1994’te sürgünde bulunduğu ABD’den ülkesine geri döndü, çeşitli gazetelerde köşe yazarlığı yaptı, kurduğu vakıf aracılığıyla genç Rus yazarların yetişmesine rehberlik etti. Roman, anı ve hikâyelerinin yanı sıra gazete ve dergilerde yayımlanmış politika ve ahlak üstüne yazıları da bulunmaktadır. 3 Ağustos 2008 tarihinde, babasının Moskova’daki evinde, kalp yetmezliği nedeniyle vefat etti.

Edebî Eserleri ve Rus Edebiyatındaki Yeri 

1962’de Novy Mir-Yeni Dünya dergisinde İvan Denisoviç’in Bir Günü adlı romanı yayımlandı. Romanda bir mahkûmun çalışma kampında geçen tipik bir gününü anlattı. 1962’de hapishanede geçen günlerinden esinlenerek yazdığı İvan Denisoviç’in Bir Günü, 1994 yılına dek onun Rusya’da yayımlanan tek eseri oldu. Dostoyevski’den etkilendi ve eserinde, bireyin mahkûm iken bile kendi içinde özgür olabilmesini ve kendi etik kararlarını alabileceğini gösterdi. 1963’te Sovyetler Birliğinde kültürel faaliyetlerin üzerinde sansür uygulamalarının yoğunlaşması üzerine yazar da 1962’de Rusya’da yayımlattığı eserinden sonra diğer eserlerini resmî kanallardan yayımlatamadı ve hatta yayımlatması 20 yıl yasaklandı. Bunun üzerine eserlerini ya kendi imkânları ile gizli olarak ülkesinde ya da yurt dışında yayımlattı. Eserlerinde hapishanelerde, çalışma kamplarında veya normal yaşamda baskı altında geçen hayatlarını ve birçok açıdan özgürlükleri elinden alınan kişilerin yaşamlarını anlattı. 

Kreçetovka İstasyonu adlı eserini, Kreçetovka İstasyonu ve Matryona’nın evi adlı iki hikâyeden oluşturdu.

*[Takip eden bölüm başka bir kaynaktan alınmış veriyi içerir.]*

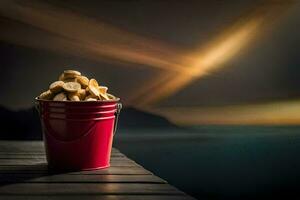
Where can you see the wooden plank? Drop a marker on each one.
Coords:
(43, 159)
(27, 146)
(43, 169)
(33, 162)
(86, 188)
(24, 175)
(115, 161)
(80, 178)
(97, 197)
(30, 155)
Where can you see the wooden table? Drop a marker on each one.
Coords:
(24, 175)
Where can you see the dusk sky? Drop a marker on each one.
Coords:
(174, 58)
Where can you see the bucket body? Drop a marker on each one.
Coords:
(78, 135)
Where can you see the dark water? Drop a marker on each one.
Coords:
(220, 162)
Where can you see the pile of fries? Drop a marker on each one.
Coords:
(72, 86)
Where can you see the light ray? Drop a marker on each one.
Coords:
(215, 54)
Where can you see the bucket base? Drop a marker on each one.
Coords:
(55, 169)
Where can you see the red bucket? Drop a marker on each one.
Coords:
(78, 135)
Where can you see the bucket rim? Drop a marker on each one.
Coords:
(81, 102)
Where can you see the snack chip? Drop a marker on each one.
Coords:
(72, 86)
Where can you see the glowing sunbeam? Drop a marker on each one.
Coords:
(273, 113)
(215, 54)
(94, 37)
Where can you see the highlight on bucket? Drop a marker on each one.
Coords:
(79, 119)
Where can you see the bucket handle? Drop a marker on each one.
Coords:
(117, 113)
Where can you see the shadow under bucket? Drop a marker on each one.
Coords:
(78, 135)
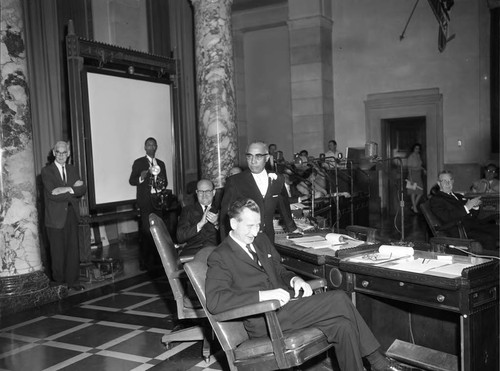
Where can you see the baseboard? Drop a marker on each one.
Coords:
(420, 356)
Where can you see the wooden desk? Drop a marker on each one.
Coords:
(311, 263)
(454, 315)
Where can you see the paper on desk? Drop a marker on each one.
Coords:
(332, 246)
(417, 265)
(320, 244)
(454, 269)
(395, 250)
(312, 238)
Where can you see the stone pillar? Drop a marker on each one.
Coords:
(216, 98)
(22, 281)
(310, 30)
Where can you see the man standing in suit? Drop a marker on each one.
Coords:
(267, 189)
(198, 224)
(246, 269)
(450, 208)
(149, 175)
(62, 189)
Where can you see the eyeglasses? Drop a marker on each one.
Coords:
(257, 156)
(447, 181)
(206, 193)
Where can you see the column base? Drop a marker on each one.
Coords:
(26, 291)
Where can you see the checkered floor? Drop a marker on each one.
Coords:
(118, 331)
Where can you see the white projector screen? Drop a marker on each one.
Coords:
(123, 113)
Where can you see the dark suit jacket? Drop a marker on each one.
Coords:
(187, 230)
(232, 277)
(449, 211)
(143, 194)
(56, 206)
(243, 185)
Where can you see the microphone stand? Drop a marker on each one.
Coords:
(401, 190)
(337, 206)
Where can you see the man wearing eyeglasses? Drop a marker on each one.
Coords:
(450, 208)
(488, 184)
(62, 189)
(266, 189)
(199, 223)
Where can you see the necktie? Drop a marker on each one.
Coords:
(254, 254)
(64, 174)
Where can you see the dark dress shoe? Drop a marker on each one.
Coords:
(77, 287)
(391, 365)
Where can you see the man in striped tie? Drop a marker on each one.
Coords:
(62, 189)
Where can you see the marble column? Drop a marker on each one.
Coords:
(218, 138)
(310, 27)
(22, 280)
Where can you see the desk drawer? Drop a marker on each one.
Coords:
(407, 291)
(303, 268)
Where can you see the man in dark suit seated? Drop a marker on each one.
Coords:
(246, 269)
(198, 224)
(149, 175)
(450, 208)
(267, 189)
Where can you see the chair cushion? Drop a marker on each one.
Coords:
(191, 302)
(293, 340)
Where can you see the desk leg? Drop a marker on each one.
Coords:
(479, 340)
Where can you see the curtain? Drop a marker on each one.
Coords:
(182, 42)
(44, 76)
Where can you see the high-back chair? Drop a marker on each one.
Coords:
(278, 351)
(188, 307)
(438, 229)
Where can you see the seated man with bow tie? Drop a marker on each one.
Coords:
(449, 206)
(198, 224)
(246, 268)
(267, 189)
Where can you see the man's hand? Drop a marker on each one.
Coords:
(61, 190)
(473, 203)
(299, 284)
(281, 295)
(212, 217)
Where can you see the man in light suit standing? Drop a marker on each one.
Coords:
(62, 189)
(146, 172)
(266, 189)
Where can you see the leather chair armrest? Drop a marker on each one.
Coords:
(185, 259)
(317, 283)
(248, 310)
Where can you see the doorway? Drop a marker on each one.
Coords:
(398, 137)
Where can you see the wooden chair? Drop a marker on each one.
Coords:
(188, 307)
(278, 351)
(438, 229)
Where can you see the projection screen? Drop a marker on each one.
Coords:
(122, 113)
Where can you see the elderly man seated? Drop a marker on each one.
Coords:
(450, 207)
(488, 184)
(198, 224)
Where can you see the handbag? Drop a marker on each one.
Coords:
(411, 185)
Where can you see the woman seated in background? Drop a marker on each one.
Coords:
(489, 183)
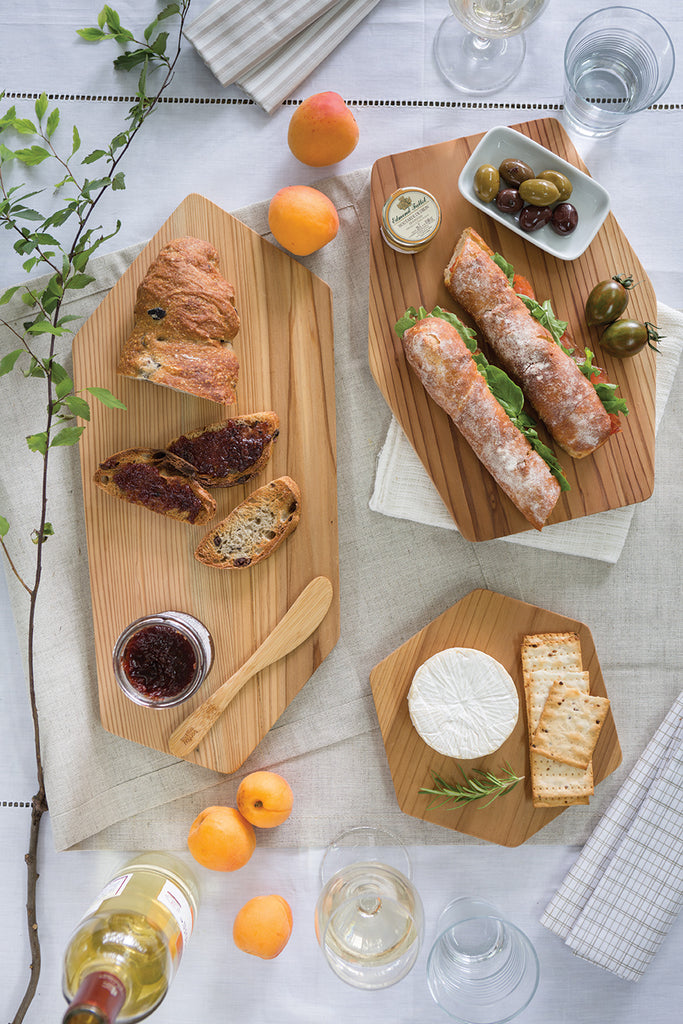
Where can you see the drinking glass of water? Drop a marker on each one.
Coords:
(617, 61)
(481, 969)
(369, 916)
(481, 48)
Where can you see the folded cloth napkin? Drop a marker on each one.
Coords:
(622, 896)
(268, 48)
(403, 489)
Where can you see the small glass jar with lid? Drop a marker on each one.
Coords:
(411, 218)
(162, 659)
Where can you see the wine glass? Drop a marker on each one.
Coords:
(482, 47)
(369, 916)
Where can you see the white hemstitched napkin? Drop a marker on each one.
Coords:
(269, 48)
(620, 899)
(403, 489)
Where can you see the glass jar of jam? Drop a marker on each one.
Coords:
(411, 218)
(160, 660)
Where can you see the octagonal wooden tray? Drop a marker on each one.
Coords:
(141, 562)
(495, 624)
(622, 472)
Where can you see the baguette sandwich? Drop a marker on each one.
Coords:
(574, 409)
(443, 355)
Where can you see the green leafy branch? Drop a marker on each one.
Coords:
(479, 785)
(59, 241)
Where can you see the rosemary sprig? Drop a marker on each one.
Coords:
(476, 786)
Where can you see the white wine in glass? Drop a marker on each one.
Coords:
(369, 916)
(481, 49)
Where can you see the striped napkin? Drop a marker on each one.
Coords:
(268, 47)
(403, 489)
(622, 896)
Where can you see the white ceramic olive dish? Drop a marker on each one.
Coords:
(589, 198)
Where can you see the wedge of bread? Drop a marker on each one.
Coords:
(255, 528)
(184, 322)
(230, 452)
(144, 476)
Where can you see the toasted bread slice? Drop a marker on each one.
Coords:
(230, 452)
(144, 476)
(255, 528)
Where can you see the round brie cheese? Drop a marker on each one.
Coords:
(463, 702)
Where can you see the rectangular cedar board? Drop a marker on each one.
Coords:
(620, 473)
(496, 625)
(142, 562)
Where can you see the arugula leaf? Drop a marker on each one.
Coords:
(507, 393)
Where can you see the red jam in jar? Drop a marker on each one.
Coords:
(162, 659)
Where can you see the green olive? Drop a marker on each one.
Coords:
(539, 193)
(515, 171)
(486, 182)
(560, 181)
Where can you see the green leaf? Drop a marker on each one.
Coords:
(8, 360)
(34, 155)
(38, 442)
(107, 398)
(41, 105)
(52, 122)
(78, 406)
(67, 436)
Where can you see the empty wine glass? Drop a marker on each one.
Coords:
(481, 48)
(369, 916)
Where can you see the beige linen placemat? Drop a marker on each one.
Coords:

Birinci hikâye Kreçetovka İstasyonu’nda İkinci Dünya Savaşı sırasında bir demir yolu istasyonundaki günlük hareketleri, hikâyenin kahramanı Kreçetovka İstasyonu’nun komutan yardımcısı Teğmen Zotov’un gözünden anlattı. İkinci hikâye Matryona’nın Evi’nde kendi idealindeki Sovyet vatandaşlığına örnek bir karakter olarak Martroyana’yı yarattı. Soljenitsin toplumu ahlaki değerlerin ayakta tuttuğuna inanıyordu. Maddeci Sosyalist toplum içinde hayatını kendi değerleriyle yaşamaya çalışan bir kadını, bir öğretmenin dilinden “didaktik tarzda” anlattı. Bireyin her durumda kendine ait değerlerinin olması gerektiği düşüncesini hikâye ve romanlarında savundu. Eserinde; şehirleşmeye, teknolojiye, alkole tepkiyi, en önemlisi Rus halkına ait değerlerin kayboluşuna göz yumulmasını eleştirdi. 

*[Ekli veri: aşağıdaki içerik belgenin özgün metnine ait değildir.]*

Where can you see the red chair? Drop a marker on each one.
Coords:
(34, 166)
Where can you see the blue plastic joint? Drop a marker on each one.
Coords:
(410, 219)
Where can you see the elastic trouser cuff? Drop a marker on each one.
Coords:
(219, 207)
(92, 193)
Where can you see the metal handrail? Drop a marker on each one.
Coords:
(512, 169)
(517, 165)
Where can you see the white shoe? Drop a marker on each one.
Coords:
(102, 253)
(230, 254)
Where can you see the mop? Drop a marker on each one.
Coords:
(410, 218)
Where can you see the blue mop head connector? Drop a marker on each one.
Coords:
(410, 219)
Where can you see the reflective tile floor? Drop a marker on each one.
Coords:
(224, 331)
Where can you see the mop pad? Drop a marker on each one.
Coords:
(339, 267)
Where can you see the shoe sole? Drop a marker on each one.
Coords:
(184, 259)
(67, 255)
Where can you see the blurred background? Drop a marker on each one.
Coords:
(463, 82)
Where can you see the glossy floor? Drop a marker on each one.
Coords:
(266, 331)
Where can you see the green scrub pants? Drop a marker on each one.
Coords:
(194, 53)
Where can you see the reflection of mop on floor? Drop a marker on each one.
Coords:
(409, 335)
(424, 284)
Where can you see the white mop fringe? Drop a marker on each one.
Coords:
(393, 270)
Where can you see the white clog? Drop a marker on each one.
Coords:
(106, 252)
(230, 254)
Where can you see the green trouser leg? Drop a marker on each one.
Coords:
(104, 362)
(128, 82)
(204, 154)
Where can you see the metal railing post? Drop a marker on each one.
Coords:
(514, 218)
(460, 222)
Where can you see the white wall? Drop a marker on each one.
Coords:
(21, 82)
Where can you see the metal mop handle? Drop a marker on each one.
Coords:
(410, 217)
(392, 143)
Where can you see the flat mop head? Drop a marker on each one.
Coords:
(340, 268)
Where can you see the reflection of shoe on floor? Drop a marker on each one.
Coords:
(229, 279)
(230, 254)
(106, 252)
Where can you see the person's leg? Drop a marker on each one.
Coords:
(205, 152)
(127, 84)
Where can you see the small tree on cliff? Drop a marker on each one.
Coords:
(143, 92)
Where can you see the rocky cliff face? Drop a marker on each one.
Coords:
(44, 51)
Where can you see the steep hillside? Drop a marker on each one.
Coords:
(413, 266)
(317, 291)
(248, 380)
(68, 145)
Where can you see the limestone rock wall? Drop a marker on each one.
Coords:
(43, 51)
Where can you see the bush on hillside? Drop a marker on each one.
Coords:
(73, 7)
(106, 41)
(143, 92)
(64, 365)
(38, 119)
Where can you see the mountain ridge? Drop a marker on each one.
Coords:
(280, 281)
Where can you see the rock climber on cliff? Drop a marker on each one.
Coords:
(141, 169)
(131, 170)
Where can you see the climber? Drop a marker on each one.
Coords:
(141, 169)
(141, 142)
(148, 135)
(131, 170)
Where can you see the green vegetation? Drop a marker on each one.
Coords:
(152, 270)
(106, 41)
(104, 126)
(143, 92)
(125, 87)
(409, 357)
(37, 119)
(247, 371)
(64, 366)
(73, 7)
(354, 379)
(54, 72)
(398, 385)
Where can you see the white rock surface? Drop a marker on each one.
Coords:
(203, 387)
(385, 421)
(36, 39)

Soljenitsin 1968’de bilim adamları ve aydınların tutulduğu Lyubyanka hapishanesinin araştırma enstitüsünde matematikçi olarak çalıştığı yıllardaki anılarına dayanarak İlk Çember adlı eserini yazdı. Eserdeki bilimsel ekibin içindeki mahkûmların tamamını mühendis, filolog, matematikçi, teknisyenlerden oluşturdu. İnsanın özgürlük duygusunu her durumda yaşayabileceğini, özgürlüğün birey için anlamını ele aldı. Rusya’da yaşanan olayların başlangıç aşamasını olduğunu ve ileride yaşanacakların cehennemin üst basamaklarına geçiş kadar ürkütücü olacağının uyarısını yaptı.

1950’lerin ortalarında Taşkent’te hastanede gördüğü kanser tedavisi sırasındaki anılarından yola çıkarak yazdığı Kanser Koğuşu isimli romanını 1968’de yayımlattı. Kendisi gibi çalışma kampından yeni çıkmış bir mahkûmun hastanede geçen günlerini anlattı. Hastane ortamında özgür ve özgür olmayan hastaların birlikteliğinden bahsetti. 

1971’de, I. Dünya Savaşı’nda Almanlar ile Sovyetler Birliği ordusunun karşı karşıya geldiği Tannenberg Savaşı’nda, Alman birliklerinin ezici zaferini anlatan Ağustos 1914 isimli tarihî bir roman kaleme aldı. Romanda dolaylı bir şekilde Çarlık rejimini çöküşe götüren politikanın zayıf yönlerini ortaya koydu. 

1975’te Sovyetler Birliği’ndeki yazınsal yaşamı incelediği Meşe Ağacı ve Buzağı (The Oak and the Calf) isimli eserini kaleme aldı. Eserinde yaşlı meşe ağacı (SSCB) ve büyüyünce onun için boynuz darbeleri ile tehlike oluşturacak bir buzağı (SSCB’deki sistem karşıtı yazarlar) metaforlarını kullandı. Meşe Ağacı ve Buzağı’nda SSCB’nin bir gün entelektüel yazarların eserlerinin etkileriyle dağılacağının sinyallerini verdi.